Dans ce livre très personnel il aborde des thèmes qui lui sont chers tels que la paternité, la famille, la lâcheté des hommes et le couple dans sa longévité .

Du nord de la France au Mexique, il nous embarque à notre insu dans la vie d’Antoine, assureur  et dans sa terrible  spirale de l’échec en tant que fils, père et mari.
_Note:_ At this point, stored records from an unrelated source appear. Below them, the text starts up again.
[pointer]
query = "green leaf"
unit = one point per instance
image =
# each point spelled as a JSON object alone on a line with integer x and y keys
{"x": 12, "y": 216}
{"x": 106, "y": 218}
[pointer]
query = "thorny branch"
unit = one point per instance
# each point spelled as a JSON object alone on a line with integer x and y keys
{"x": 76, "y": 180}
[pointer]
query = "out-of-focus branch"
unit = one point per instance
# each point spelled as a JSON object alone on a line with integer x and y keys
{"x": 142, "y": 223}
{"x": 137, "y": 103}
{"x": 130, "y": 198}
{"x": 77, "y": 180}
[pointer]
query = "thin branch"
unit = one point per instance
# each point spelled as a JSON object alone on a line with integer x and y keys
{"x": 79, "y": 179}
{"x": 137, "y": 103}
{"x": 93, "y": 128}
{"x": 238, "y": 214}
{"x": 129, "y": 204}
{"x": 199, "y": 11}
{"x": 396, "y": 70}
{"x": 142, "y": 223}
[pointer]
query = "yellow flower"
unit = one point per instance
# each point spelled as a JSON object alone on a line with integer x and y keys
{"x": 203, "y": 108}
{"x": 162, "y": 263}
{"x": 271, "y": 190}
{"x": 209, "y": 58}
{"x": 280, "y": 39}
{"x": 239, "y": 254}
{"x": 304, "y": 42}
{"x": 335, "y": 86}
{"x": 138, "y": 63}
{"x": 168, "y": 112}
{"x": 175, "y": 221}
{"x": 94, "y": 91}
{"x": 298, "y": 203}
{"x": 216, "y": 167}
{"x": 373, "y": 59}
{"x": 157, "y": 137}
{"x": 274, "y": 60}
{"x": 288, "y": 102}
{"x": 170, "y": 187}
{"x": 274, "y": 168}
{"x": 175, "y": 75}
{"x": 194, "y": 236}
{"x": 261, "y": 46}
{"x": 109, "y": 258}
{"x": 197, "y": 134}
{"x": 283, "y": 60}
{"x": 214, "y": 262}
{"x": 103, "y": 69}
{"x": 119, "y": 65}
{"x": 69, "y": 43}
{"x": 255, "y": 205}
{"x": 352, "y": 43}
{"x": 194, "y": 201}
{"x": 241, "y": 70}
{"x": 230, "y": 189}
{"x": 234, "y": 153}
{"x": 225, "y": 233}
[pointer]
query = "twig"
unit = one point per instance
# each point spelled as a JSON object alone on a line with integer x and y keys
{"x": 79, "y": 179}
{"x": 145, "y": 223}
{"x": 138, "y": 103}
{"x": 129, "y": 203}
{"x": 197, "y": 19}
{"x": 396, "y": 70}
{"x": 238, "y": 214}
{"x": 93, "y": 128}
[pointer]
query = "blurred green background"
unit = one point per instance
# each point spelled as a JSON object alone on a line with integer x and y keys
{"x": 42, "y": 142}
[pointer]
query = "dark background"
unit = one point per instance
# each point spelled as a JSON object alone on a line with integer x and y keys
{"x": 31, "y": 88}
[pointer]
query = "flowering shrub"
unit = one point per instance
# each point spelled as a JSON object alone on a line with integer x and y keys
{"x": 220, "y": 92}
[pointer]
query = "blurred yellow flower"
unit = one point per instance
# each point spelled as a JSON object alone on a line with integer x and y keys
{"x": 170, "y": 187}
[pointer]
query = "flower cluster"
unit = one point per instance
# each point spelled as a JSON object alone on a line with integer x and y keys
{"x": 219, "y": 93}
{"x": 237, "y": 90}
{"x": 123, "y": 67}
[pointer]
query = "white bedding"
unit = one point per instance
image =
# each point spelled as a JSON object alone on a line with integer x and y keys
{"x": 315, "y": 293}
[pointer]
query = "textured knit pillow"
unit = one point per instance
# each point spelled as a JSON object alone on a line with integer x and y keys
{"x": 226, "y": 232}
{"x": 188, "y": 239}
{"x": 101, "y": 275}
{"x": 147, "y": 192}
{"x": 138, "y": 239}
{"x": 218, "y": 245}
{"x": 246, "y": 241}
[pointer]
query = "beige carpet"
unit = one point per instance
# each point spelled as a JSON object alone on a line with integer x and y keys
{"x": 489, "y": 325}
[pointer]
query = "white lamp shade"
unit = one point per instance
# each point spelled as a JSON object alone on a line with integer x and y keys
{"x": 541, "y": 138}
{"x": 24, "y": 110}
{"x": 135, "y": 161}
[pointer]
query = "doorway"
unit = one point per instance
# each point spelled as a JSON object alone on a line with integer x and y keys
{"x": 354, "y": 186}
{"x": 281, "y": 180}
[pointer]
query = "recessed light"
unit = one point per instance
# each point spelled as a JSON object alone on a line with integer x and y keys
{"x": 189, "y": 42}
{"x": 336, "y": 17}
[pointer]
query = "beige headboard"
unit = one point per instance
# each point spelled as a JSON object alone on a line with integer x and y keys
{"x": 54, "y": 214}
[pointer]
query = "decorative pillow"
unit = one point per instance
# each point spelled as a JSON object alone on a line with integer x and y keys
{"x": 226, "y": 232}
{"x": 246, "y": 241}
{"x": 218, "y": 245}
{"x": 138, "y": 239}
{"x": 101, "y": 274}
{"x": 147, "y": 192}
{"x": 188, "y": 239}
Touchant, émouvant, parfois violent et choquant, ce livre laisse un drôle de goût dans la bouche.

 

 

En vrac, parce qu’il se fait tard :

Six ans déjà d’Harlan Coben: le poids lourd du polar américain nous entraine à la suite de Jack , professeur à l’université, à la recherche de la vérité au travers de sombres et mafieux complots. Efficace, mâtiné de Ne le dis à personne, plus léger mais aussi plus mièvre que les précédents, se lit vite.

L’Autre de Sylvie Lebihan, premier roman à l’écriture mordante, froide, parfois brutale pour raconter deux destins de femmes qui se croisent lors des commémorations des attentats du 11 septembre, leur mari respectif y ayant perdu la vie. Femme battue pour l’une, épouse bafouée pour l’autre, c’est plutôt de joie qu’elles ont envie de pleurer lors de cet anniversaire, sujet original, déroutant et ultra sensible.